Soccorso portuale, Gioia Tauro scoperta: «Sistema antincendio al collasso»
CGIL, CISL, UILFP, CONAPO, CONFSAL e USB denunciano personale ridotto e turnazioni insufficienti nel dispositivo di soccorso dello scalo. «Emergenze gestite da Vibo Valentia, a rischio lavoratori, infrastrutture e territorio».
Un porto strategico per il Mediterraneo che, però, rischia di trovarsi scoperto sul fronte della sicurezza e del soccorso. È l’allarme lanciato dalle organizzazioni sindacali CGIL, CISL, UILFP, CONAPO, CONFSAL e USB di categoria, che denunciano una situazione definita ormai «al collasso» per quanto riguarda il dispositivo antincendio portuale dello scalo di Gioia Tauro.
Secondo quanto riferiscono le sigle sindacali, a distanza di settimane dalle prime segnalazioni inviate all’amministrazione centrale, non sarebbe arrivata alcuna risposta concreta, mentre il quadro operativo continuerebbe progressivamente a peggiorare.
Al centro della denuncia vi è la riduzione della formazione destinata agli specialisti nautici, elemento che – secondo i rappresentanti dei lavoratori – avrebbe inciso direttamente sulla capacità di garantire continuità ed efficienza al servizio di soccorso in uno dei principali hub portuali d’Europa.
Per comprendere la portata della criticità, i sindacati richiamano anche i numeri dello scalo calabrese: ogni anno il porto di Gioia Tauro movimenta circa 3,5 milioni di TEU, accoglie alcune tra le più grandi navi portacontainer al mondo, lunghe oltre 400 metri, e rappresenta un polo occupazionale che coinvolge più di 4mila lavoratori tra personale diretto e indotto.
In uno scenario di questo tipo, spiegano le organizzazioni sindacali, eventuali incendi a bordo delle navi o sulle banchine, soprattutto in presenza di merci pericolose o materiali combustibili, richiederebbero una risposta altamente specializzata e tempestiva, oggi però ritenuta non più garantita.

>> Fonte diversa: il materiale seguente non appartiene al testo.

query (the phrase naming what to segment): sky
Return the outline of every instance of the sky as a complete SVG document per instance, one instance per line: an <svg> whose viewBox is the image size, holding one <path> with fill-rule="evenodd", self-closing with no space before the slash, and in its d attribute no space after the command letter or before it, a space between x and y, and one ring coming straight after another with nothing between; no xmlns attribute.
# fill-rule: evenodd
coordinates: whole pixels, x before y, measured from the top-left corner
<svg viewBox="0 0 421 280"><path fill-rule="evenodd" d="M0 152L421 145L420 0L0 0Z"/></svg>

Particolarmente critica sarebbe la situazione del Nucleo Nautico dei Vigili del Fuoco, drasticamente ridimensionato negli ultimi anni. Le unità operative sarebbero scese a quattro, concentrate in un’unica sezione con una turnazione che consentirebbe la presenza operativa soltanto ogni quattro giorni. Negli altri periodi, eventuali emergenze verrebbero gestite dal presidio di Vibo Valentia, con tempi di intervento inevitabilmente più lunghi.

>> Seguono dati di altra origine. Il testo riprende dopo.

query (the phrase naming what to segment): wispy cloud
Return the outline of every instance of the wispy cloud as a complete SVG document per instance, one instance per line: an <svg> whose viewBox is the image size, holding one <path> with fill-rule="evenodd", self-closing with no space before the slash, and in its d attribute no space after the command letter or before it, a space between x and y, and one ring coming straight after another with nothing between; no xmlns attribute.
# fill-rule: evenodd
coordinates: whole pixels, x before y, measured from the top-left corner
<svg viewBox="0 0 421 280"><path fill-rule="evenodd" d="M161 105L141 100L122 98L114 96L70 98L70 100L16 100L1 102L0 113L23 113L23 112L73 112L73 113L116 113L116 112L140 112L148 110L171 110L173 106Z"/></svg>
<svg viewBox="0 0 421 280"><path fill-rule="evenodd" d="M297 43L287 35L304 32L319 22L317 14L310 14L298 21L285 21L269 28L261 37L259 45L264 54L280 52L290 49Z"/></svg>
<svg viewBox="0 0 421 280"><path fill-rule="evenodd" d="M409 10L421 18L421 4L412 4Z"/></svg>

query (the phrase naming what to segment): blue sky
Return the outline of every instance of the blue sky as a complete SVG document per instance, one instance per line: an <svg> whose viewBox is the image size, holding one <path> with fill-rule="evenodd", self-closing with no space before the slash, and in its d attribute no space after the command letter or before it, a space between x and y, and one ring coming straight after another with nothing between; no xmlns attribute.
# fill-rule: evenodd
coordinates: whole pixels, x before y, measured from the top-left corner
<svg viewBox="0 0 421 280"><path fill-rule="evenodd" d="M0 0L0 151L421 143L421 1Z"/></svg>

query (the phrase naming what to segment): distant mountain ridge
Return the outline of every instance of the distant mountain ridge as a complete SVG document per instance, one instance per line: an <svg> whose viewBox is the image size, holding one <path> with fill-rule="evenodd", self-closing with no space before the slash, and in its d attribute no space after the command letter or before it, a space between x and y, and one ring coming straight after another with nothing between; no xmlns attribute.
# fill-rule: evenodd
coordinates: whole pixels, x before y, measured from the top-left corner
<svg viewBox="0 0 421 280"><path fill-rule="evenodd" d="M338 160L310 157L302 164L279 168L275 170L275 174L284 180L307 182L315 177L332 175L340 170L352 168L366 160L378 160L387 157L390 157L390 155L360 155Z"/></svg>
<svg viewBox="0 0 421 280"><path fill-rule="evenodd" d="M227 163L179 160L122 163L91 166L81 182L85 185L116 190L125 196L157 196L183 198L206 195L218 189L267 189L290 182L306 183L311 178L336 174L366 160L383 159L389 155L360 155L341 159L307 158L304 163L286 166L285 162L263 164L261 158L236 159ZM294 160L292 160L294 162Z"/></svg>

Una condizione che, secondo i sindacati, espone a rischi concreti non soltanto i lavoratori portuali, ma anche le infrastrutture strategiche e l’intero territorio. «Non si può garantire la sicurezza di un’infrastruttura strategica con un dispositivo così ridotto», è la posizione espressa dalle organizzazioni sindacali, che parlano di una situazione ampiamente prevedibile e frutto della mancanza di una programmazione efficace del turnover e di un adeguato piano di rafforzamento del personale.
Da qui la richiesta di un intervento immediato per il potenziamento del Nucleo Nautico e di misure strutturali capaci di riportare il servizio a livelli adeguati rispetto all’importanza internazionale del porto di Gioia Tauro.
«Non servono più promesse, ma atti concreti», ribadiscono le sigle sindacali, che annunciano di voler portare la questione all’attenzione pubblica e istituzionale.
Per i rappresentanti dei lavoratori, infatti, il problema non riguarda più soltanto l’organizzazione del soccorso portuale, ma la sicurezza complessiva di un’infrastruttura considerata strategica per l’intero territorio nazionale e mediterraneo.